Nesse ponto, podemos talvez voltar nosso olhar ao livro que formou a
civilização ocidental. O Evangelho conta-nos somente uma cena da
adolescência de Jesus e do seu “processo educativo”. Quando ele tinha 12
anos, foi levado ao templo por Maria e José para participar na festa da
Páscoa (Cfr. Lc 2). O jovem judeu quando cumpria essa idade iniciava a
ser considerado adulto na fé. Quando aquela familia deve retornar a
casa, Maria e José se destraem e Jesus, como verdadeiro adulto,
permanece no templo discutindo com os doutores da Lei. Quando ele é
reencontrado, Maria o repreende, mesmo sabendo que quem estava diante
dela não só era um “adulto” na fé, mas o mesmo Filho de Deus: “Meu
filho, que nos fizeste? Teu pai e eu te procurávamos cheios de aflição”.
E Jesus, depois de manifestar a plena consciência da sua identidade
divina (“não sabíeis que devo ocupar-me das coisas do meu Pai?”), volta à
casa com Maria e José e “era-lhes submisso em tudo”. Que
impressionante! Maria e José não fugiram de sua responsabilidade
educativa em relação àquele adolescente que sabiam ser o Filho de Deus; e
Jesus, sendo verdadeiro Deus, volta à casa com sua família,
obedecendo-lhes em tudo até os 30 anos. Vemos assim que na família de
Nazaré ninguém fugia da própria responsabilidade, uma vez que eram
unidos por um verdadeiro amor, o qual se demonstra na autoridade, na
humildade e no serviço e não no autoritarismo ou na indiferença.

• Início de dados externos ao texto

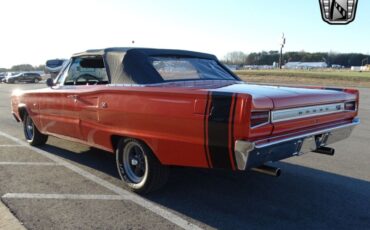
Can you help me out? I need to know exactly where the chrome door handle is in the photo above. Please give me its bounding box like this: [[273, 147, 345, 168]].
[[67, 94, 78, 100]]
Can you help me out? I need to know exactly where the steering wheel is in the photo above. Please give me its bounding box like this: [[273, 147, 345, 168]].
[[73, 73, 99, 85]]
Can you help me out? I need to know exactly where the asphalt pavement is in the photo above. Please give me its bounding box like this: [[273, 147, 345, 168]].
[[0, 84, 370, 229]]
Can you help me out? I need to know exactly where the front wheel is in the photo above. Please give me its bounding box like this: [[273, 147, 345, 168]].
[[116, 138, 169, 194], [23, 113, 48, 146]]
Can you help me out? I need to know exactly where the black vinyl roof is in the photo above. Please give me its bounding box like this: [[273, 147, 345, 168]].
[[72, 47, 237, 84]]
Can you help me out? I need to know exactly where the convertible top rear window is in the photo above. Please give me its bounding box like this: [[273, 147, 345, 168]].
[[151, 57, 235, 81]]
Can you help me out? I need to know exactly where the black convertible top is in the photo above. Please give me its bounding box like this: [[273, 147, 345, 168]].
[[72, 48, 238, 84]]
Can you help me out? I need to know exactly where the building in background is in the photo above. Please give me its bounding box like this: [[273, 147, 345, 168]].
[[283, 62, 328, 69]]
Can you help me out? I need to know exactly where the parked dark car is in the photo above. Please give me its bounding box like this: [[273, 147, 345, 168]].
[[6, 73, 42, 83]]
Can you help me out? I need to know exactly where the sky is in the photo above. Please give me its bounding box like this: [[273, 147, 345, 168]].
[[0, 0, 370, 68]]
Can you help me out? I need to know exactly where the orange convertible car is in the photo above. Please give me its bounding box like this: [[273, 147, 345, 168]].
[[11, 48, 359, 193]]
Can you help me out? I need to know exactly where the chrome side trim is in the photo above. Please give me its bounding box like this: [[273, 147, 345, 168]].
[[271, 102, 345, 123]]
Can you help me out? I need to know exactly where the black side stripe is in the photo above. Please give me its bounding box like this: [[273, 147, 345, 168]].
[[203, 93, 211, 168], [208, 92, 233, 169], [230, 94, 238, 168]]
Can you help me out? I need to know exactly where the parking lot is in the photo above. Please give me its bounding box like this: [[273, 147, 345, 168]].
[[0, 84, 370, 229]]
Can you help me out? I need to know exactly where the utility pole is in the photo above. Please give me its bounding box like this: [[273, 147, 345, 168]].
[[361, 58, 369, 66], [279, 33, 286, 69]]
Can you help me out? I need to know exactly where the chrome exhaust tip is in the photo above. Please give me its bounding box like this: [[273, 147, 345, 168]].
[[251, 165, 281, 177], [313, 147, 335, 156]]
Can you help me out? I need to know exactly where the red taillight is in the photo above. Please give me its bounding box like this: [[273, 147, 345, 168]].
[[344, 101, 356, 111], [251, 111, 270, 127]]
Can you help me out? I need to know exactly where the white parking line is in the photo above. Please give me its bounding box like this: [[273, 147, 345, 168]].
[[0, 131, 202, 230], [1, 193, 126, 200], [0, 161, 60, 166]]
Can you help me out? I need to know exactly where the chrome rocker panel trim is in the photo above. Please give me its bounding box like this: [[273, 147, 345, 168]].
[[234, 118, 360, 170]]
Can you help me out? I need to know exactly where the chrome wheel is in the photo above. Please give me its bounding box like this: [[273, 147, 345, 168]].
[[123, 142, 148, 183], [116, 138, 168, 194], [24, 116, 34, 140]]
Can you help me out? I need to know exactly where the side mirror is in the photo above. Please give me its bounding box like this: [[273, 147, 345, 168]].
[[46, 78, 55, 88]]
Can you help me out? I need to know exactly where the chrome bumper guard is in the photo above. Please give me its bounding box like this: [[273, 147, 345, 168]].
[[234, 118, 360, 170]]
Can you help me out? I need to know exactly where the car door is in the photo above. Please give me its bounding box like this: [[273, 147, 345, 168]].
[[39, 60, 81, 139]]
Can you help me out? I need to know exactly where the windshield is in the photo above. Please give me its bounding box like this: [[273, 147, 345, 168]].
[[151, 57, 236, 81]]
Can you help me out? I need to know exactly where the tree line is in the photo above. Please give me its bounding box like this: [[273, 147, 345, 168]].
[[0, 64, 45, 72], [222, 51, 370, 67]]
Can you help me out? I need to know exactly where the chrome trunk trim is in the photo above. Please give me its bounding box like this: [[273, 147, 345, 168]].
[[234, 118, 360, 170], [271, 102, 345, 123]]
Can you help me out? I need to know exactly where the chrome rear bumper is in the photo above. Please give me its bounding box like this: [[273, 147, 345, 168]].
[[234, 118, 360, 170]]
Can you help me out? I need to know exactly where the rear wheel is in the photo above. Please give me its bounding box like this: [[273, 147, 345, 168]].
[[116, 138, 169, 194], [23, 113, 48, 146]]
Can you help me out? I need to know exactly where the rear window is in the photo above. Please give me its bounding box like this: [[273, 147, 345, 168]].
[[151, 57, 235, 81]]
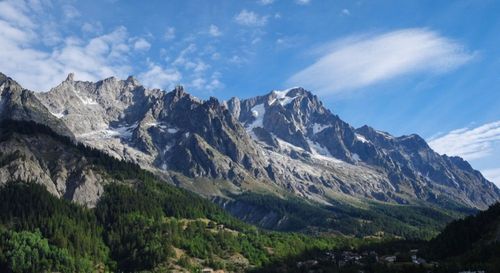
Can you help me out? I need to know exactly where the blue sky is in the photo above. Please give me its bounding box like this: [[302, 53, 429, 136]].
[[0, 0, 500, 185]]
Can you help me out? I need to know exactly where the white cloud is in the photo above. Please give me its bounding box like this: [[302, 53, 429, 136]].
[[295, 0, 311, 5], [481, 168, 500, 188], [234, 9, 267, 27], [208, 25, 222, 37], [82, 22, 103, 34], [62, 5, 80, 20], [288, 29, 474, 93], [429, 121, 500, 160], [0, 0, 223, 91], [163, 27, 175, 41], [0, 1, 131, 91], [257, 0, 274, 6], [134, 38, 151, 51], [138, 63, 182, 90]]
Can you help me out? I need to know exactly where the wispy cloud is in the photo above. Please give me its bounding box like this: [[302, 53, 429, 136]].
[[134, 38, 151, 51], [208, 25, 222, 37], [234, 9, 268, 27], [0, 1, 138, 91], [481, 168, 500, 188], [257, 0, 274, 6], [295, 0, 311, 5], [138, 62, 182, 89], [429, 121, 500, 160], [288, 29, 474, 94], [163, 27, 175, 41]]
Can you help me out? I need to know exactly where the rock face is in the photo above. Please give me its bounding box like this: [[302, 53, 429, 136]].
[[0, 125, 108, 207], [0, 71, 500, 208]]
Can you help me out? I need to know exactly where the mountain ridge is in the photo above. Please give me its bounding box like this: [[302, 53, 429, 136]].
[[0, 70, 500, 212]]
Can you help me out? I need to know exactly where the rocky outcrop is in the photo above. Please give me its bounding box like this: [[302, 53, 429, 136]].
[[0, 71, 500, 208], [0, 127, 106, 207]]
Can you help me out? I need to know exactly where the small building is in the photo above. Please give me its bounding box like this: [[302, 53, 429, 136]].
[[384, 256, 396, 263]]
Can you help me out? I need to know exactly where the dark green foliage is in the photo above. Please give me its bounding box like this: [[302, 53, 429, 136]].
[[426, 203, 500, 270], [0, 183, 108, 262], [229, 193, 462, 239], [0, 225, 94, 273]]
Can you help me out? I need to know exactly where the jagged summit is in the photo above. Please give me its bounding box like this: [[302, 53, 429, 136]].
[[0, 71, 500, 208], [65, 73, 75, 82]]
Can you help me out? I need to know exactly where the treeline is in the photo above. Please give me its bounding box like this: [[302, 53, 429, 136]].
[[232, 193, 463, 239], [0, 182, 360, 272], [425, 203, 500, 272], [0, 121, 360, 273]]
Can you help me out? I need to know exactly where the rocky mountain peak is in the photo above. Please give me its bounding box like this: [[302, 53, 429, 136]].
[[0, 71, 500, 208], [65, 73, 75, 82]]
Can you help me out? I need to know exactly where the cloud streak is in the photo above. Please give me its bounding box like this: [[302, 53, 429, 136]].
[[481, 168, 500, 188], [429, 121, 500, 160], [287, 29, 474, 94], [234, 9, 267, 27]]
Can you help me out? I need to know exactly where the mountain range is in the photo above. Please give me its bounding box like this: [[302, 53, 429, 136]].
[[0, 73, 500, 234]]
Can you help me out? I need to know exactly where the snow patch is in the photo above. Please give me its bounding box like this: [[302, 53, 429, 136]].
[[146, 122, 179, 134], [269, 87, 297, 106], [356, 134, 370, 143], [247, 103, 266, 131], [50, 111, 66, 119], [75, 91, 97, 105], [313, 123, 330, 134], [167, 128, 179, 134]]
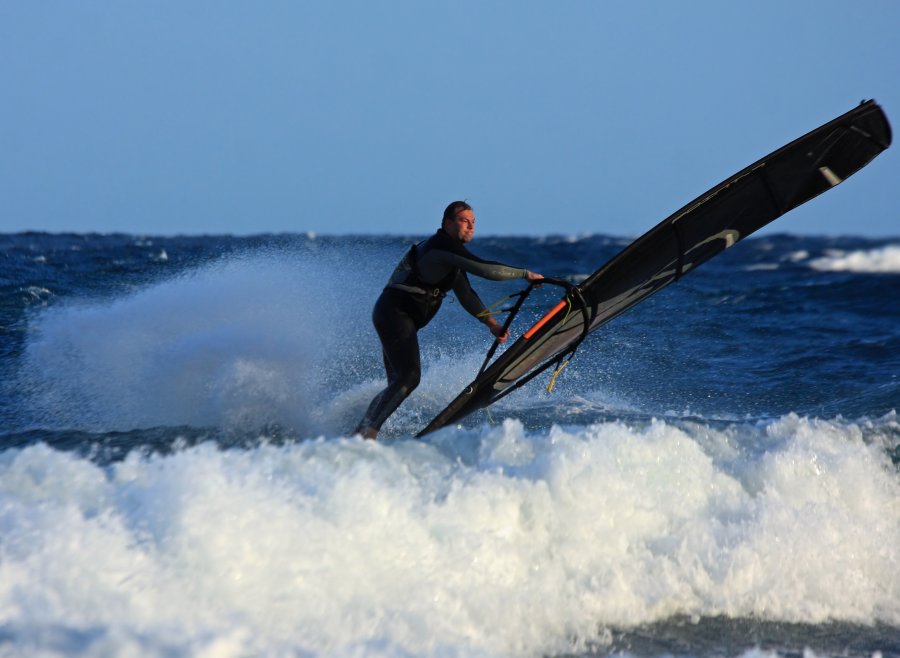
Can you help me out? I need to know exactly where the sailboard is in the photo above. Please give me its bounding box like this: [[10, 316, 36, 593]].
[[418, 100, 891, 437]]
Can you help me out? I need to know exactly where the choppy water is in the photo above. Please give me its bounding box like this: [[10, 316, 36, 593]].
[[0, 229, 900, 658]]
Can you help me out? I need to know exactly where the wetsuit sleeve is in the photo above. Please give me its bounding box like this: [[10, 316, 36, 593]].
[[453, 272, 486, 322]]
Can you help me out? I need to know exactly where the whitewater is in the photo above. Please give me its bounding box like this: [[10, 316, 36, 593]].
[[0, 234, 900, 657]]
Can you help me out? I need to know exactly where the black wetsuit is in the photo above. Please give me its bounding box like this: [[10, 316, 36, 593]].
[[357, 229, 527, 435]]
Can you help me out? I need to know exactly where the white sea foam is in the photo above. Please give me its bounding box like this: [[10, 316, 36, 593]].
[[809, 245, 900, 273], [0, 416, 900, 656]]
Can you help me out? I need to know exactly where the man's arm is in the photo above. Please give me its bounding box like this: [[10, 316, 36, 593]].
[[453, 272, 509, 343]]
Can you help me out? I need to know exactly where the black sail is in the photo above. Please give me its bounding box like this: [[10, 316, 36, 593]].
[[419, 101, 891, 436]]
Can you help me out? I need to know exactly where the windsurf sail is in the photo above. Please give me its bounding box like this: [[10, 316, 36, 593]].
[[419, 101, 891, 436]]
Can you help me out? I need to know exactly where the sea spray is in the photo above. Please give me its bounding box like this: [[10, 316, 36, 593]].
[[19, 243, 394, 433]]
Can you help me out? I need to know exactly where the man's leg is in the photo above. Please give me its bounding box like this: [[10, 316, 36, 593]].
[[355, 305, 422, 439]]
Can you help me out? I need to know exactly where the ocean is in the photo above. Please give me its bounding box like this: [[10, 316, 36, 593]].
[[0, 233, 900, 658]]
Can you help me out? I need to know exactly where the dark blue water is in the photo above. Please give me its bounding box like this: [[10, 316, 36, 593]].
[[0, 234, 900, 656]]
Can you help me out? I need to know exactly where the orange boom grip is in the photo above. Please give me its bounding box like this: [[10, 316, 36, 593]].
[[522, 299, 569, 340]]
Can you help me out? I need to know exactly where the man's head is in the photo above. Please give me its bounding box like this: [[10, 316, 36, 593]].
[[441, 201, 475, 243]]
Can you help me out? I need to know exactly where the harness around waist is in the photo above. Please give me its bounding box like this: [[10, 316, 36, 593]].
[[387, 283, 447, 298]]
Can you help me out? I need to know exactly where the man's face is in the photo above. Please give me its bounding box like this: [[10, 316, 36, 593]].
[[444, 210, 475, 243]]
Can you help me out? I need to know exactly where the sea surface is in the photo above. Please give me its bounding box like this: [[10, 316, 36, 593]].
[[0, 233, 900, 658]]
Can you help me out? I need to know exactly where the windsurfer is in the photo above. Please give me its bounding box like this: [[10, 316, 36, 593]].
[[355, 201, 543, 439]]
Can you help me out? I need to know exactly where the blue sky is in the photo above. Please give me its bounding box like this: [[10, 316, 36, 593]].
[[0, 0, 900, 236]]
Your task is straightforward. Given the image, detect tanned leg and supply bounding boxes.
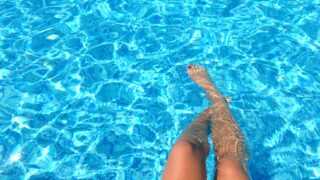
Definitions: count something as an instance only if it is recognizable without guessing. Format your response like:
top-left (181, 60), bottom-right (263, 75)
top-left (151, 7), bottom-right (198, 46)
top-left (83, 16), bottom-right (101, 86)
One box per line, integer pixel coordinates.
top-left (163, 107), bottom-right (213, 180)
top-left (187, 66), bottom-right (249, 180)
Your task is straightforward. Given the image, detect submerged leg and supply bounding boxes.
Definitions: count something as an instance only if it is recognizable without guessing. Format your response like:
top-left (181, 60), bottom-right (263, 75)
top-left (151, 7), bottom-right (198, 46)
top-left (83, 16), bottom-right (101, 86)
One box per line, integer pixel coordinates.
top-left (188, 66), bottom-right (249, 180)
top-left (163, 108), bottom-right (213, 180)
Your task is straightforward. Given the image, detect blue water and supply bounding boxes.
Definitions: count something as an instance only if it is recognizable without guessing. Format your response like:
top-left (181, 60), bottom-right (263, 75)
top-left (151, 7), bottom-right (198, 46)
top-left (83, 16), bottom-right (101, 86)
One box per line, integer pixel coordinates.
top-left (0, 0), bottom-right (320, 180)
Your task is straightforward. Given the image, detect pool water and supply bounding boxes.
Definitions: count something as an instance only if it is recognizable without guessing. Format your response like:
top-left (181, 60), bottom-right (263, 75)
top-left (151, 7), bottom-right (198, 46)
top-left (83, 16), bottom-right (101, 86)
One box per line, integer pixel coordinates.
top-left (0, 0), bottom-right (320, 180)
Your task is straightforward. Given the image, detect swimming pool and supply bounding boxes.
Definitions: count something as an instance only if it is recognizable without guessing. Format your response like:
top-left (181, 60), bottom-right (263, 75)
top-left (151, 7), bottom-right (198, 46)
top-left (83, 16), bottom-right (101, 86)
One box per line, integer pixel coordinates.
top-left (0, 0), bottom-right (320, 180)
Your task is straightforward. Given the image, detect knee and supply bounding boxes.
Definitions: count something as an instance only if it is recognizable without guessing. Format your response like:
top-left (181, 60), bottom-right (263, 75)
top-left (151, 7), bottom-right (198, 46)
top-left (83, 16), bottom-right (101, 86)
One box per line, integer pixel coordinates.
top-left (171, 141), bottom-right (199, 155)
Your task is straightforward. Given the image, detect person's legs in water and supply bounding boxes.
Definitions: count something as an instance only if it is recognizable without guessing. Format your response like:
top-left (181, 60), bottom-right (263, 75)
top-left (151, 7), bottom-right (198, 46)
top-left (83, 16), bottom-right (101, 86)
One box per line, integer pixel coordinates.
top-left (188, 66), bottom-right (249, 180)
top-left (163, 107), bottom-right (213, 180)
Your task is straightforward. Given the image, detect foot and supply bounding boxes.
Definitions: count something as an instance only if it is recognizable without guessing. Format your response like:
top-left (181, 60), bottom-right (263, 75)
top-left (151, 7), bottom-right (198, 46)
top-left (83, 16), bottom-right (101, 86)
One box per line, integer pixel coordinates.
top-left (187, 65), bottom-right (214, 91)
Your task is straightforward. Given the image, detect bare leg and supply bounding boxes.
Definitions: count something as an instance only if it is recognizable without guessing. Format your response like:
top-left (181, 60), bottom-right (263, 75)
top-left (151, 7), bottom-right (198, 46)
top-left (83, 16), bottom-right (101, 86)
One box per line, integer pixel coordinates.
top-left (188, 66), bottom-right (249, 180)
top-left (163, 107), bottom-right (213, 180)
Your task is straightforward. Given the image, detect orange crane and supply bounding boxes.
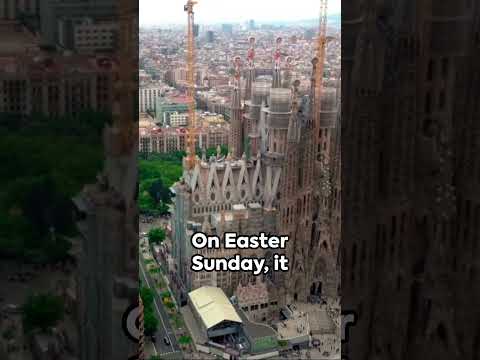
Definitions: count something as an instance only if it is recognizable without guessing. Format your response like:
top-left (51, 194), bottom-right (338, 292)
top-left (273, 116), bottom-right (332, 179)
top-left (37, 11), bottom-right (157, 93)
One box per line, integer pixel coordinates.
top-left (314, 0), bottom-right (328, 126)
top-left (184, 0), bottom-right (197, 169)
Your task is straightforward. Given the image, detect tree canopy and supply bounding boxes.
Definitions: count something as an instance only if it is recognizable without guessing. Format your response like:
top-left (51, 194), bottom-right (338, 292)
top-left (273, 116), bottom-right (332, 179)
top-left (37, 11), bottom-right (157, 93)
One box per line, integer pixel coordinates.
top-left (22, 294), bottom-right (64, 332)
top-left (147, 228), bottom-right (165, 245)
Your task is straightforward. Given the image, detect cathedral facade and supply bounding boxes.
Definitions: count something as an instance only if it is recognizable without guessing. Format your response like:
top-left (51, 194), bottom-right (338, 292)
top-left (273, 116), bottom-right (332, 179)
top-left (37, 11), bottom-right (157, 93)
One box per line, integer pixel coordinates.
top-left (172, 41), bottom-right (338, 311)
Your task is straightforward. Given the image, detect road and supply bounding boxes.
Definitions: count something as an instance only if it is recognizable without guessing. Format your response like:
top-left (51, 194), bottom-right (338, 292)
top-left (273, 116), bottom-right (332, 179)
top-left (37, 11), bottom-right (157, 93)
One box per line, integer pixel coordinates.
top-left (139, 259), bottom-right (181, 355)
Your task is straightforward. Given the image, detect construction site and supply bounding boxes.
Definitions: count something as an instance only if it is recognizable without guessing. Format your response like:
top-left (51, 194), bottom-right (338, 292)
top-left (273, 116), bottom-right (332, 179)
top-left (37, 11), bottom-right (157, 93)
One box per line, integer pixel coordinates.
top-left (139, 0), bottom-right (341, 359)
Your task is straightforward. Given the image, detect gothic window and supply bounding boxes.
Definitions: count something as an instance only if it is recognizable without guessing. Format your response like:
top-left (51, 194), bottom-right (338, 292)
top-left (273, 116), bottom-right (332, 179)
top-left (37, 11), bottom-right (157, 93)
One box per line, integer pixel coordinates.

Parece, portanto, que para se recuperar o sentido da verdadeira
educação, para se enfrentar à grave crise educativa atual, devemos
ajudar as famílias a considerarem a vida como um dom de Deus, a tratarem
os seus filhos com verdadeira diligência, não delegando toda a
responsabilidade educativa a outras pessoas ou intituições. A tarefa é
árdua, mas pode ser realizada, especialmente à luz da fé que por séculos
iluminou a nossa sociedade. Devemos voltar a seguir ao modelo da
Sagrada Família mais do que aos parâmetros contraditórios de uma
“revolução” que só trouxe ao mundo a exaltação do egoísmo, da
irresponsabilidade e o consequente aumento do sofrimento dos mais
débeis.
Pe. Anderson Alves é da diocese de Petrópolis – Brasil - e doutorando em Filosofia na Pontifícia Università della Santa Croce, em Roma.